Nous vivons actuellement un moment historique. Un consensus entre les 25 membres de la Commission pour la conservation de la faune et de la flore marines de l’Antarctique (CCAMLR) a été enfin trouvé pour la création du sanctuaire marin de la mer de Ross, après cinq ans de négociations. Un élan nouveau est en route. La France, qui s’enorgueillit de posséder le deuxième patrimoine maritime au monde, a une grande part de responsabilité dans la protection des océans. Aussi devrait-elle mettre à son agenda l’extension de la Réserve marine des Terres australes françaises jusqu’à la limite de sa zone économique exclusive (ZEE), ainsi que de bien plus vastes zones exemptes de pêche, comme en mer de Ross. Une mesure attendue qui placerait la France parmi les nations pionnières pour la protection de la biodiversité de l’océan mondial.

Kerguelen, Crozet, Saint-Paul, Amsterdam, ces îles du bout du monde font aujourd’hui partie du patrimoine national grâce à de valeureux marins qui les ont découvertes et défendues au prix d’une exceptionnelle audace. Tout au long du XIXe siècle, ces îles du sud de l’océan Indien ont été le théâtre de massacres sans répit de la faune marine (phoques, éléphants de mer, baleines) jusqu’à la limite de l’extinction. A partir des années 1950, la France y installera des bases permanentes occupées par des scientifiques qui, depuis des décennies, étudient avec passion cette faune d’une richesse unique au monde. Aujourd’hui, les populations d’albatros, de manchots, de pétrels, de phoques et d’éléphants de mer se sont reconstituées et abondent sur ces Terres australes qui offrent à la France les plus grandes colonies d’oiseaux de mer et de mammifères marins.

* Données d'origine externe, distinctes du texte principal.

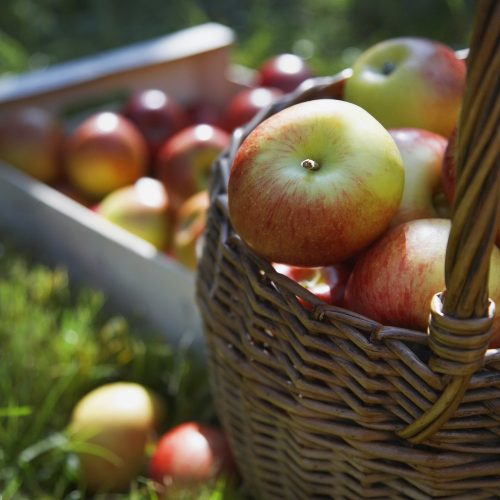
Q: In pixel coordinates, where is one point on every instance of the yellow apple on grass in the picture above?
(113, 424)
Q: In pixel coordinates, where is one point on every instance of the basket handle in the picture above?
(462, 316)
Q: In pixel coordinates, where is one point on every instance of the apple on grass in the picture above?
(315, 183)
(188, 231)
(327, 283)
(157, 115)
(142, 209)
(409, 82)
(104, 153)
(283, 71)
(422, 153)
(394, 281)
(184, 162)
(111, 427)
(191, 455)
(246, 104)
(32, 140)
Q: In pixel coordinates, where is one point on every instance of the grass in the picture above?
(56, 344)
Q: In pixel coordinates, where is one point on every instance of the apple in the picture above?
(32, 140)
(104, 153)
(247, 103)
(283, 71)
(184, 162)
(394, 281)
(327, 283)
(422, 153)
(189, 228)
(409, 82)
(157, 115)
(142, 209)
(191, 454)
(315, 183)
(112, 425)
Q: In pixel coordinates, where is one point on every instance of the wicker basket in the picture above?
(325, 403)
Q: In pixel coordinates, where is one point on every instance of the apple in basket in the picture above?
(113, 424)
(327, 283)
(104, 153)
(142, 209)
(409, 82)
(32, 140)
(394, 281)
(191, 454)
(283, 71)
(422, 153)
(315, 183)
(184, 162)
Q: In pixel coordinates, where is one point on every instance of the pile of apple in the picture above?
(352, 197)
(146, 166)
(118, 433)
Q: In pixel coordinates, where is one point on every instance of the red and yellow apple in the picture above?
(191, 454)
(422, 153)
(409, 82)
(283, 71)
(32, 140)
(315, 183)
(157, 115)
(246, 104)
(114, 423)
(104, 153)
(184, 163)
(189, 227)
(142, 209)
(394, 281)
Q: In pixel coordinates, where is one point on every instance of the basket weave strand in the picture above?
(314, 400)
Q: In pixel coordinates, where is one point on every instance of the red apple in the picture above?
(32, 140)
(191, 454)
(114, 423)
(142, 209)
(422, 153)
(327, 283)
(394, 281)
(157, 115)
(246, 104)
(189, 227)
(409, 82)
(283, 71)
(184, 163)
(104, 153)
(315, 183)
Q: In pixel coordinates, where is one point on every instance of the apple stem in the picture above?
(310, 165)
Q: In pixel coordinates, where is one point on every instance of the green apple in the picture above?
(315, 183)
(142, 209)
(409, 82)
(422, 153)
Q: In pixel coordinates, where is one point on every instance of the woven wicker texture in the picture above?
(325, 403)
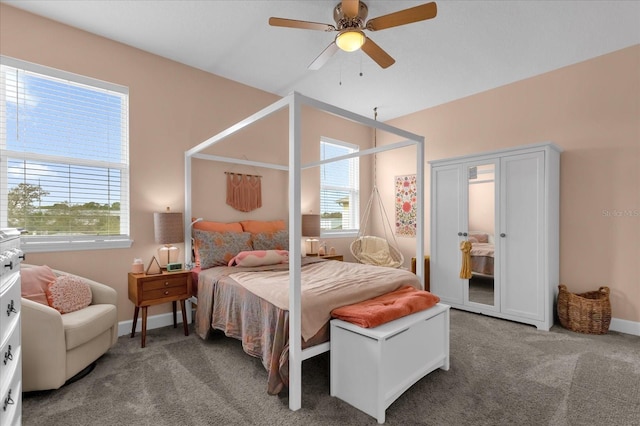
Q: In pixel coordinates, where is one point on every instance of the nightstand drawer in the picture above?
(164, 292)
(164, 282)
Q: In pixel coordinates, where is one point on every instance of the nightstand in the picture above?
(328, 256)
(147, 290)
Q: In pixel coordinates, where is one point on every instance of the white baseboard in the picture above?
(625, 326)
(153, 321)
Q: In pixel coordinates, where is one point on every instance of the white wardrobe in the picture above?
(506, 203)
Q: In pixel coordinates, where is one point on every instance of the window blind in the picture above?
(64, 167)
(339, 188)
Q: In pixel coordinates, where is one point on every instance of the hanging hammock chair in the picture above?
(372, 250)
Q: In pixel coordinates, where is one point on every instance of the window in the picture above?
(339, 189)
(64, 158)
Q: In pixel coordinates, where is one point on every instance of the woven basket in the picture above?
(585, 312)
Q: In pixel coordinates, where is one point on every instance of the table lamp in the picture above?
(168, 229)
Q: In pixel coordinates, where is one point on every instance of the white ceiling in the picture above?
(470, 47)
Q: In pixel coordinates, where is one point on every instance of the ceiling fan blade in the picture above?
(350, 8)
(324, 57)
(402, 17)
(305, 25)
(376, 53)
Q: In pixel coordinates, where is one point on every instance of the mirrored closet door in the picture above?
(481, 226)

En 2006, pour préserver cet exceptionnel patrimoine naturel, les archipels des Crozet, des Kerguelen ainsi que les îles Saint-Paul et Amsterdam ont été classées « Réserve naturelle nationale des Terres australes françaises ». Cet outil de gestion fixe en priorité la conservation du patrimoine naturel, tout en permettant certaines activités de pêche rigoureusement encadrées et surveillées, pour faire respecter les quotas et éviter les bateaux de pêche pirates. Cette mise en réserve couvre actuellement 7 000 km² de domaine terrestre et les eaux territoriales jusqu’à 12 milles nautiques au large des côtes.

Mais depuis l’adoption récente, en France, de la loi pour la reconquête de la biodiversité, les réserves naturelles marines peuvent être étendues à l’ensemble de la zone économique exclusive, jusqu’à 200 milles au large. Le projet de décret en cours étendrait la Réserve marine des Terres australes françaises sur 670 000 km2, ce qui permettrait à la France d’atteindre ses objectifs de 20% du total des eaux françaises classées en « aire marine protégée ». Cette initiative inclut également des zones en protection renforcée de 120 000 km2 exemptes de toute activité de pêche, ce qui porterait de 0,25 % à 1,3 % la part de la ZEE française sans aucune activité extractive. Une telle décision représenterait un petit pas en avant vers les 10 % en 2020 annoncés par le Grenelle de la mer, mais un grand pas de plus pour la protection de l’océan Austral.

Jean-Louis Etienne, explorateur.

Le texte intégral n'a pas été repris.